# Biden no longer considered president elect



## Plainsman (Jul 30, 2003)

Real Clear Politics has rescinded their call in Pennsylvania and subtracted the electoral votes from his total. They say the election is back in play.

Edit: I may faint. CNN has followed Real Clear Politics.


----------



## Sasha and Abby (May 11, 2004)




----------



## southdakbearfan (Oct 11, 2004)

Real clear politics never called Pennsylvania.


----------



## Plainsman (Jul 30, 2003)

southdakbearfan said:


> Real clear politics never called Pennsylvania.

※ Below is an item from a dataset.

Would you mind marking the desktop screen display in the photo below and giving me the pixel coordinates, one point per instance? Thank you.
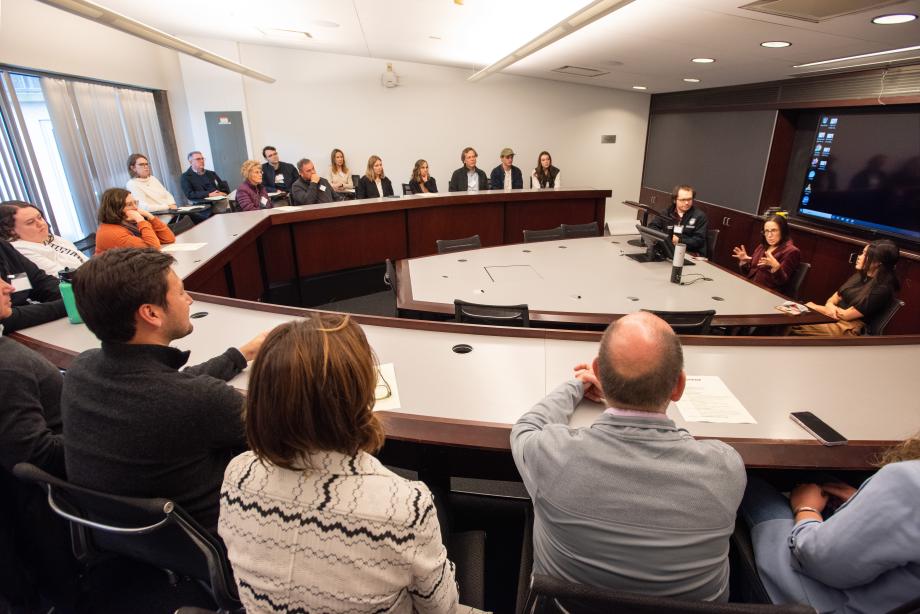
(864, 173)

All I know is what they said.


----------



## southdakbearfan (Oct 11, 2004)

Plainsman said:


> southdakbearfan said:
> 
> 
> > Real clear politics never called Pennsylvania.
> ...


It was all started by someone on a Youtube video, RCP came out and even made a statement that it was all a fabrication and they had never called Pennsylvania.


----------



## Plainsman (Jul 30, 2003)

Thats even better. It sure took the media long enough to call Alaska and they are dragging their feet on North Carolina too. Maybe getting burned with jumping the gun on Arizona was a lesson.
I would think everyone would want to know the true numbers. Odd that the democrats are fighting a recount. :rollin:


----------



## Chuck Smith (Feb 22, 2005)

This is what i have been talking about for the past few years.....

The media "calling" things when some states polls are not even closed!! Yeah it could sway the election when they want to be "prompt" in reporting. They need to sit back and just let things run it's course...ie: report the next day or the day after when totals are more accurately counted. oke:


----------



## BugGoSplat (Oct 5, 2020)

Yeah... this thread didn't hold up too well. Penn's a blue state.


----------



## Plainsman (Jul 30, 2003)

BugGoSplat said:


> Yeah... this thread didn't hold up too well. Penn's a blue state.


 Thats true, but I know democrats that voted for Trump. In Pennsylvania Trump was ahead by I think it was 720,000 votes when they shut down counting. Somehow during the night they found just enough votes to put Biden ahead. I don't remember if it was Pennsylvania where 450,000 votes came in overnight all for Biden. Not only that they didn't vote for anything but president. They didnt vote for senators or representatives, or local judges etc they only voted for Biden. 450,000 votes like that and some people take it as honest. You are either partisan and dishonest or have the IQ of a door knob to believe it.


----------